Mazda Indonesia Plant berdiri di atas lahan hampir 65.000 meter persegi. Fasilitas ini dilengkapi lini produksi, area validasi kualitas, dedicated test track, hingga berbagai fasilitas pendukung yang dirancang mengikuti standar-standar manufaktur global Mazda.
Pada tahap awal, pabrik tersebut memproduksi Mazda CX-30 sebagai model pertama rakitan lokal dengan kapasitas lebih dari 10.000 unit per tahun melalui pengoperasian dua shift.
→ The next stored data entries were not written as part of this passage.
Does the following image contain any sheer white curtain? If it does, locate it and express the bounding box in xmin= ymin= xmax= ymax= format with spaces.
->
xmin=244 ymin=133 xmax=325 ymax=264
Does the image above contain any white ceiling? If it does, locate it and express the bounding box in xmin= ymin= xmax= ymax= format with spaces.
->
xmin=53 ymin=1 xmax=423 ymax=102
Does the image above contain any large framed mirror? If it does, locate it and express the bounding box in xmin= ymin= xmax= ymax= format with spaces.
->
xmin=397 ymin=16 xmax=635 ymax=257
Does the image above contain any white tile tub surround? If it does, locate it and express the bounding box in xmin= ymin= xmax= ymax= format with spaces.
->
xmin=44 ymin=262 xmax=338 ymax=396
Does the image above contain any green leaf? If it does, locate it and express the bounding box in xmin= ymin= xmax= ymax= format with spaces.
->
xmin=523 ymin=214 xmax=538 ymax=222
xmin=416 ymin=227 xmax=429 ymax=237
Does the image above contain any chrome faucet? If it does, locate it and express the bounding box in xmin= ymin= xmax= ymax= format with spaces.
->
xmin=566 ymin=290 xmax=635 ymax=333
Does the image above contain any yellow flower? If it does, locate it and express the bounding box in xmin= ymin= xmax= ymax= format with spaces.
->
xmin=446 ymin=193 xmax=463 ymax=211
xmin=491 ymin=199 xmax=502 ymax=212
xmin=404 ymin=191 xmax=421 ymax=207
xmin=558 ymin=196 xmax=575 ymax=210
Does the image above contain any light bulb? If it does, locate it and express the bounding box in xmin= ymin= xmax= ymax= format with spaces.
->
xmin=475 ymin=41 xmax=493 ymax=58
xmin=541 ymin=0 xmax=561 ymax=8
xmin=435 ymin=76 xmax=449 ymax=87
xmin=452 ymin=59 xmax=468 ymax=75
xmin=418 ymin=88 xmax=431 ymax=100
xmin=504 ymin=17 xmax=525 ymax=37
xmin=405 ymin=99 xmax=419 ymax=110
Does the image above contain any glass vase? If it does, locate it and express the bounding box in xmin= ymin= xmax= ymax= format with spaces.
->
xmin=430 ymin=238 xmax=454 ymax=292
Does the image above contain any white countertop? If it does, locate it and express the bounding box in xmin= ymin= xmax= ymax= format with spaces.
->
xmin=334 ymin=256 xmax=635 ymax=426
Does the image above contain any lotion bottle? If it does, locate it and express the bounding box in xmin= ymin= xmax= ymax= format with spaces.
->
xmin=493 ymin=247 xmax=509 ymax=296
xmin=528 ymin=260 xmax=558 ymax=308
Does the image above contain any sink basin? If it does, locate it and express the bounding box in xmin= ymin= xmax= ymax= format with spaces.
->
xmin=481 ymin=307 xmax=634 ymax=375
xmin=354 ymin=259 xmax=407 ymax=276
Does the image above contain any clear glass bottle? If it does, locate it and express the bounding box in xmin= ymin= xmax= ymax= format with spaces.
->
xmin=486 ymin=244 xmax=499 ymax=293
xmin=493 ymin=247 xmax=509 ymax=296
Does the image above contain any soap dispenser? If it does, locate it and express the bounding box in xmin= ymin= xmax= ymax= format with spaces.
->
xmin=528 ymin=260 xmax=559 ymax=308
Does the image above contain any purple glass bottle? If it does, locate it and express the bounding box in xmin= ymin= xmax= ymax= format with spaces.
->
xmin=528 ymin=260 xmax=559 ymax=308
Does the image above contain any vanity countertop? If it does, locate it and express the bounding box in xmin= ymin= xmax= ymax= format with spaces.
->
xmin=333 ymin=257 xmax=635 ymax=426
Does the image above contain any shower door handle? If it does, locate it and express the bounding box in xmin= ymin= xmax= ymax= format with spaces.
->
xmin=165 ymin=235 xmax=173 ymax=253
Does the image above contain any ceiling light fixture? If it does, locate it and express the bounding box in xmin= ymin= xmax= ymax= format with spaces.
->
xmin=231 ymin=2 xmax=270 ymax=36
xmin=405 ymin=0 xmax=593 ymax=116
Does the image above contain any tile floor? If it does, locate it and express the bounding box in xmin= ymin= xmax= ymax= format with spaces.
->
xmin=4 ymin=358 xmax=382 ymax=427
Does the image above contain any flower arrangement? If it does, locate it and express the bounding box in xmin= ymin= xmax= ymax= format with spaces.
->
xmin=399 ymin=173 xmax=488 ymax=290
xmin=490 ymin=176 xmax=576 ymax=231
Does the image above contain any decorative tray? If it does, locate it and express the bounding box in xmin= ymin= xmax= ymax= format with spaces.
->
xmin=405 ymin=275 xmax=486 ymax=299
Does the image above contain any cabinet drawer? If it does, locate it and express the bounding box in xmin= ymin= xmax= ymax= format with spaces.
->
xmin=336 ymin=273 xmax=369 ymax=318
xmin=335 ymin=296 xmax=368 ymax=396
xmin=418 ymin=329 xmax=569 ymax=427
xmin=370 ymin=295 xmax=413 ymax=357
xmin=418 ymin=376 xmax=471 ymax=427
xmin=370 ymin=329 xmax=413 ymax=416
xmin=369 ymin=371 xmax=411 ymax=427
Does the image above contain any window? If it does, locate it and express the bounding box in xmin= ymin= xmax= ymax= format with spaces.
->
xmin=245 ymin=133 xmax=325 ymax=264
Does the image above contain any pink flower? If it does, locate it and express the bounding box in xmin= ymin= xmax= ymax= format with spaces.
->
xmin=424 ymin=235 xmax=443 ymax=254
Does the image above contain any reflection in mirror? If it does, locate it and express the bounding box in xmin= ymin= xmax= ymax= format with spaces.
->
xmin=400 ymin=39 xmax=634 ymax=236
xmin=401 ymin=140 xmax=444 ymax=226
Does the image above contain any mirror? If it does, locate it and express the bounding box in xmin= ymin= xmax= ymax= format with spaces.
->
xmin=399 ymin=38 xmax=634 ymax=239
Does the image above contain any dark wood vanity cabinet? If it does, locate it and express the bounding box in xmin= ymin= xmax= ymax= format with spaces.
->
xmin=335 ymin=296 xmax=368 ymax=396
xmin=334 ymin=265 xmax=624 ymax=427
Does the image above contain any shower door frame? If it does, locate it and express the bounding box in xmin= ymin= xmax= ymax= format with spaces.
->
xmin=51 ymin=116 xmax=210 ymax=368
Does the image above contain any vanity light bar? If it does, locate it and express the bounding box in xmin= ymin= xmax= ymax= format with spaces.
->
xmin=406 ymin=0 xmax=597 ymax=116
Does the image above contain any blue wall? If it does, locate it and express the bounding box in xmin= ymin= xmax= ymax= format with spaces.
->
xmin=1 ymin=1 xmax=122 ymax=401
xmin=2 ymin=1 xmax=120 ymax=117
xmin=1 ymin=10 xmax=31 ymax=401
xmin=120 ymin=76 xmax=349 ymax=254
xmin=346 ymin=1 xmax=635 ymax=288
Namun, kapasitas tersebut bukan menjadi target utama perusahaan.
Pabrik ini dibangun sebagai dedicated vehicle assembly facility, berbeda dari fasilitas perakitan yang menggunakan shared assembly line.
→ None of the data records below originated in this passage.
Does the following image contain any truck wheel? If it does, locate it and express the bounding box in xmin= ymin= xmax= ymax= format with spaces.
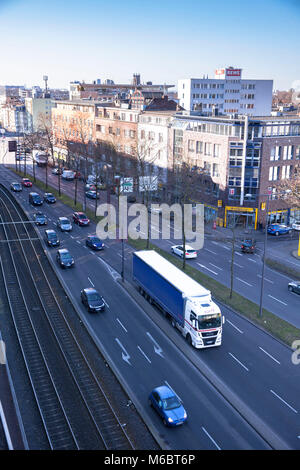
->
xmin=171 ymin=319 xmax=176 ymax=328
xmin=186 ymin=334 xmax=192 ymax=346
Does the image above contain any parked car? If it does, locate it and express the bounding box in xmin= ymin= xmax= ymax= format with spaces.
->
xmin=292 ymin=221 xmax=300 ymax=231
xmin=57 ymin=217 xmax=72 ymax=231
xmin=29 ymin=192 xmax=43 ymax=205
xmin=62 ymin=170 xmax=75 ymax=181
xmin=241 ymin=239 xmax=256 ymax=254
xmin=85 ymin=183 xmax=96 ymax=191
xmin=56 ymin=249 xmax=75 ymax=268
xmin=21 ymin=178 xmax=32 ymax=187
xmin=85 ymin=190 xmax=99 ymax=200
xmin=267 ymin=224 xmax=292 ymax=236
xmin=80 ymin=287 xmax=105 ymax=312
xmin=52 ymin=168 xmax=62 ymax=175
xmin=10 ymin=182 xmax=22 ymax=192
xmin=33 ymin=212 xmax=47 ymax=226
xmin=171 ymin=244 xmax=197 ymax=259
xmin=44 ymin=192 xmax=56 ymax=204
xmin=288 ymin=280 xmax=300 ymax=295
xmin=73 ymin=212 xmax=90 ymax=226
xmin=44 ymin=229 xmax=60 ymax=247
xmin=127 ymin=194 xmax=136 ymax=203
xmin=148 ymin=385 xmax=187 ymax=427
xmin=86 ymin=236 xmax=104 ymax=250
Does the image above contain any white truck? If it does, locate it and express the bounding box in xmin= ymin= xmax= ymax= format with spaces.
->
xmin=133 ymin=250 xmax=224 ymax=348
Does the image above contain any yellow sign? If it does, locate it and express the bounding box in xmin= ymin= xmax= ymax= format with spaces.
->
xmin=226 ymin=206 xmax=255 ymax=213
xmin=261 ymin=202 xmax=266 ymax=211
xmin=218 ymin=200 xmax=222 ymax=207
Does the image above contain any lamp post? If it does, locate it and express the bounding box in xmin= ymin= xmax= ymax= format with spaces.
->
xmin=258 ymin=193 xmax=270 ymax=318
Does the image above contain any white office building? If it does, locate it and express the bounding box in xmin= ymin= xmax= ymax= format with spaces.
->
xmin=178 ymin=67 xmax=273 ymax=116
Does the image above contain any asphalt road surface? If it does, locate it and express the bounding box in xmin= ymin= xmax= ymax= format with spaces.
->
xmin=1 ymin=163 xmax=299 ymax=450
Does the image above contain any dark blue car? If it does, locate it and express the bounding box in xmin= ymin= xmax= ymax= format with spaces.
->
xmin=149 ymin=385 xmax=187 ymax=427
xmin=85 ymin=235 xmax=104 ymax=250
xmin=44 ymin=192 xmax=56 ymax=203
xmin=267 ymin=224 xmax=292 ymax=236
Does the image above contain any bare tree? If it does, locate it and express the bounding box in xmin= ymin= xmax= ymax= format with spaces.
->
xmin=277 ymin=163 xmax=300 ymax=208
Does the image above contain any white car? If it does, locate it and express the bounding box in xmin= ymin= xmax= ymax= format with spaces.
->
xmin=171 ymin=245 xmax=197 ymax=259
xmin=57 ymin=217 xmax=73 ymax=232
xmin=292 ymin=221 xmax=300 ymax=231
Seluruh peralatan, metode kerja, hingga proses produksi dirancang secara khusus untuk kendaraan Mazda agar mampu menjaga konsistensi kualitas sesuai standar global perusahaan.
Seluruh proses produksi berlangsung secara terintegrasi, mulai dari penerimaan komponen completely knocked down (CKD), pengelolaan material melalui Warehouse Management System (WMS), proses kitting, hingga distribusi komponen ke setiap stasiun perakitan.
Aktivitas produksi didukung penerapan Manufacturing Execution System (MES) yang memungkinkan setiap komponen, setiap tahapan proses, hingga setiap kendaraan terdokumentasi secara digital. Sistem tersebut membuat seluruh riwayat produksi kendaraan memiliki tingkat ketelusuran yang tinggi.
Setelah proses perakitan selesai, setiap kendaraan menjalani serangkaian pengujian kualitas mulai dari body setting, wheel alignment, dynamic test di lintasan uji khusus, water leak test, under body inspection, final inspection, hingga product audit.
Seluruh hasil inspeksi kemudian divalidasi melalui Mazda Quality Index for Customer (MQIC) sebelum kendaraan didistribusikan kepada konsumen.